I don't recommend this approach; it's just an illustration of the point that malloc usage can materially affect performance.

My advice is to measure it.

Answer 5

Allocating one block of memory is faster than allocating many blocks. There is the overhead of the system call and also searching for available blocks. In programming reducing the number of operations usually speeds up the execution time.

Memory allocators may have to search to find a block of memory that is the correct size. This adds to the overhead of the execution time.

However, there may be better chances of success when allocating small blocks of memory versus one large block. Is your program allocating one small block and releasing it or does it need to allocate (and preserve) small blocks. When memory becomes fragmented, there are less big chunks available, so the memory allocator may have to coalesce all the blocks to form a block big enough for the allocation.

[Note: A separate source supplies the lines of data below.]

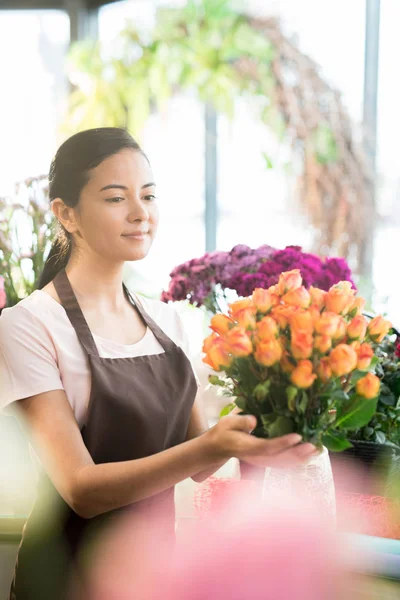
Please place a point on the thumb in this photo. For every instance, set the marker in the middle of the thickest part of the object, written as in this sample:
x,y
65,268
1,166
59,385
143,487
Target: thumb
x,y
245,422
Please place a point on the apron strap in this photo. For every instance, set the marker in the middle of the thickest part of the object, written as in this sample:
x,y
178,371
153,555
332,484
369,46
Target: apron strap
x,y
74,313
163,339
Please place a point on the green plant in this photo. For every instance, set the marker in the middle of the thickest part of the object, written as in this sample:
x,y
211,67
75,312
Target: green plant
x,y
26,230
195,48
384,427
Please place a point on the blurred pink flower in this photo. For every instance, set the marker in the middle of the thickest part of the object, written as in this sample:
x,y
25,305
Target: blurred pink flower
x,y
3,297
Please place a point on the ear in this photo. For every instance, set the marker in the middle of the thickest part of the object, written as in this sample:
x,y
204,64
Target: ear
x,y
65,215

If your program is allocating and destroying many small blocks of memory you may want to consider allocating a static array and using that for your memory.

Answer 6

These are of course implementation details, but typically free() will insert the memory into a list of free blocks. malloc() will then look at this list for a free block that is the right size, or larger. Typically, only if this fails does malloc() ask the kernel for more memory.

There are also other considerations, such as when to coalesce multiple adjacent blocks into a single, larger block.

And, another reason that malloc() is expensive: If malloc() is called from multiple threads, there must be some kind of synchronization on these global structures. (i.e. locks.) There exist malloc() implementations with different optimization schemes to make it better for multple threads, but generally, keeping it multi-thread safe adds to the cost, as multiple threads will contend for those locks and block progress on each other.